EU Education Adviser: book launch starts with the right tone

20 Nov 2011

Below, Zimbabwe reads provides observations of Ian Attfield, Education Adviser at the EU Delegation Zimbabwe, regarding the distribution of textbooks to Zimbabwe’s secondary schools.

“Education Kicking out Poverty”

In a repeat of last year’s ‘Textbooks For All’, I found myself once more at a huge logistics warehouse on the edge of Harare, in a marquee filled with dignitaries to launch the second phase of the Education Transition Fund programme (ETF).

The UNICEF procurement people had driven such a hard bargain with book publishers that the ETF in the first phase had not only delivered 15 million primary textbooks – enough for all students to have a set in each of the four core subjects – but there were millions left over to repeat the exercise for secondary school students. The warehouse was once more filling up and a huge sorting operation was underway to pack and then distribute pallets of books to over 2,000 secondary schools in time for the new school year starting in January.

Following wonderful music, student choirs, and female rapping (on the power of books and schooling; not gangsta’ nihilism and dishing) I witnessed Zimbabwe’s inclusive government coming together in public at an unusually senior level.

MDC-T Prime Minister Morgan Tsvangirai and ZANU-PF Vice President John Nkomo share roots in trade union activism, but are poles apart in terms of political affiliation. However, both spoke with passion over the benefits of education and its power to uplift both the individual and society.

VP Nkomo recalled a drought in 1947, when his family took in the orphaned children of San bushmen on the western borders, and how this inspired him to establish a school in these remote border areas where the right to education still remains largely unrealised.
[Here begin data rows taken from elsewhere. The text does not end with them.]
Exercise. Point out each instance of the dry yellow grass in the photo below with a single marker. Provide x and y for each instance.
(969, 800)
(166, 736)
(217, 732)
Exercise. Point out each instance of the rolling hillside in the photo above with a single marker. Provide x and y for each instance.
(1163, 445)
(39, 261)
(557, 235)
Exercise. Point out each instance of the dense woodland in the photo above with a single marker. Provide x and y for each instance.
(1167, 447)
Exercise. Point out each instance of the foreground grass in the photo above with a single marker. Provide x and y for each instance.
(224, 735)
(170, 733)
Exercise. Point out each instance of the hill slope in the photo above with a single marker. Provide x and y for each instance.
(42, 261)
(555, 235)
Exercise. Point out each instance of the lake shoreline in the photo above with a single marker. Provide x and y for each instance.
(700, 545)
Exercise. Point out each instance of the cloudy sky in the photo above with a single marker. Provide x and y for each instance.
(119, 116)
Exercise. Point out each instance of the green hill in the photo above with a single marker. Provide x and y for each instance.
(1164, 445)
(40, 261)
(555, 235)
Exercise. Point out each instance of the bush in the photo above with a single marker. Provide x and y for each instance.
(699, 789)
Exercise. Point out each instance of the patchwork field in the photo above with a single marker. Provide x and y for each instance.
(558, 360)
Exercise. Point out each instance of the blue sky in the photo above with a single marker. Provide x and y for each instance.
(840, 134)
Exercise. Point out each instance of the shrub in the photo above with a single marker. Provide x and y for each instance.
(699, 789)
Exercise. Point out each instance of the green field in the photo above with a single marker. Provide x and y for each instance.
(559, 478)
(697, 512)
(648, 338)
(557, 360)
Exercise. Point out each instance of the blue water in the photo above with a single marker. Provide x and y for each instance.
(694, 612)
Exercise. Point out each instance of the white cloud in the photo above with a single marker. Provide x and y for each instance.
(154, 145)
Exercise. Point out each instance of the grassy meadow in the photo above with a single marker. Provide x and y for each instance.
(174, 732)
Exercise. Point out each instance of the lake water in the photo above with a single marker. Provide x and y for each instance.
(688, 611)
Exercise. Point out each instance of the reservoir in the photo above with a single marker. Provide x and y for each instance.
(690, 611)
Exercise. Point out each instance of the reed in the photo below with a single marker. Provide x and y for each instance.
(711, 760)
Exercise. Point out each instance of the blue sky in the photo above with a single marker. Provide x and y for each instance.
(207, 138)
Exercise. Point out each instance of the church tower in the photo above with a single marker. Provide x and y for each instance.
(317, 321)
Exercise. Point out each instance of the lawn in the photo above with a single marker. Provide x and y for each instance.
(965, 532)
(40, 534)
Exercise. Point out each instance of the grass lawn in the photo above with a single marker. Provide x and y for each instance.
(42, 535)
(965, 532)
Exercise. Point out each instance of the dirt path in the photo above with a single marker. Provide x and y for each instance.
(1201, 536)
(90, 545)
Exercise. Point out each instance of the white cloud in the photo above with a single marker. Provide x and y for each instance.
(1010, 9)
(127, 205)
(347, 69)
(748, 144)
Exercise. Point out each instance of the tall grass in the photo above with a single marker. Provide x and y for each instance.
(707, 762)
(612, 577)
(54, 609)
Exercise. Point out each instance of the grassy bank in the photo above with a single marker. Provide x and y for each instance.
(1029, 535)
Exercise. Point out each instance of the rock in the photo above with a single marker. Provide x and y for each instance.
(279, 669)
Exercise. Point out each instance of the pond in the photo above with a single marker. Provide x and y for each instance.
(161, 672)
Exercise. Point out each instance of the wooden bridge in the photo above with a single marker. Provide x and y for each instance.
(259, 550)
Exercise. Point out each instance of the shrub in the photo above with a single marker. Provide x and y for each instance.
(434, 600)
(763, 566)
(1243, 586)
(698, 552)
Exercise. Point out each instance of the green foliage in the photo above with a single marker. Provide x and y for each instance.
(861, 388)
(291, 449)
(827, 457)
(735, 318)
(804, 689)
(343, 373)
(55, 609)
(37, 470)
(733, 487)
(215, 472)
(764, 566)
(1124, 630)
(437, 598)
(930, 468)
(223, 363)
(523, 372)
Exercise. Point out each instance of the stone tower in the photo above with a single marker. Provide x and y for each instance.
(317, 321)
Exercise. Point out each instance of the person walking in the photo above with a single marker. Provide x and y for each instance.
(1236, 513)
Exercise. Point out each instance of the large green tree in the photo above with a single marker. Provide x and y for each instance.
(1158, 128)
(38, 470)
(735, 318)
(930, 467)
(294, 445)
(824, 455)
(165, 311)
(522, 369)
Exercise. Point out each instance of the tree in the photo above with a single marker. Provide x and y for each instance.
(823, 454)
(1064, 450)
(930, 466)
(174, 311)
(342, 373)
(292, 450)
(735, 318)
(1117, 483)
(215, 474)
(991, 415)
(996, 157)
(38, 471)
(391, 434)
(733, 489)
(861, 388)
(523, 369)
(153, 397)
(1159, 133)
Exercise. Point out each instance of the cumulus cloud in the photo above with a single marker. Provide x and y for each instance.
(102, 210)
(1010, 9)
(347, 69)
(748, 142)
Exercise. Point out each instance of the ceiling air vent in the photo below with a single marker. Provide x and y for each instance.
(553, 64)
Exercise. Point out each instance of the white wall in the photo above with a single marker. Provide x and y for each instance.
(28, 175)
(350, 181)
PM Tsvangirai highlighted a recent trip to a remote rural school in Binga, with thatched huts that are classrooms by day and cattle pens by night. Three young girls then proudly displayed their new textbooks. Not one of them had shoes. They recited a poem on how they will use education to ‘kick poverty out of their community’.

Reconciliation is still needed for Zimbabwe to move ahead. I hope that work such as the ETF textbook programmes and future plans for broader packages of support to schools, teachers and students will assist in this vital mission. One speaker joked that the ETF western international donors should be called instead ‘friends’ or ‘partners’ as ‘donor’ conjured up images of blood transfusions! Reconciliation with the international community is also essential for Zimbabwe to prosper, and humour is a vital ingredient to find that common ground.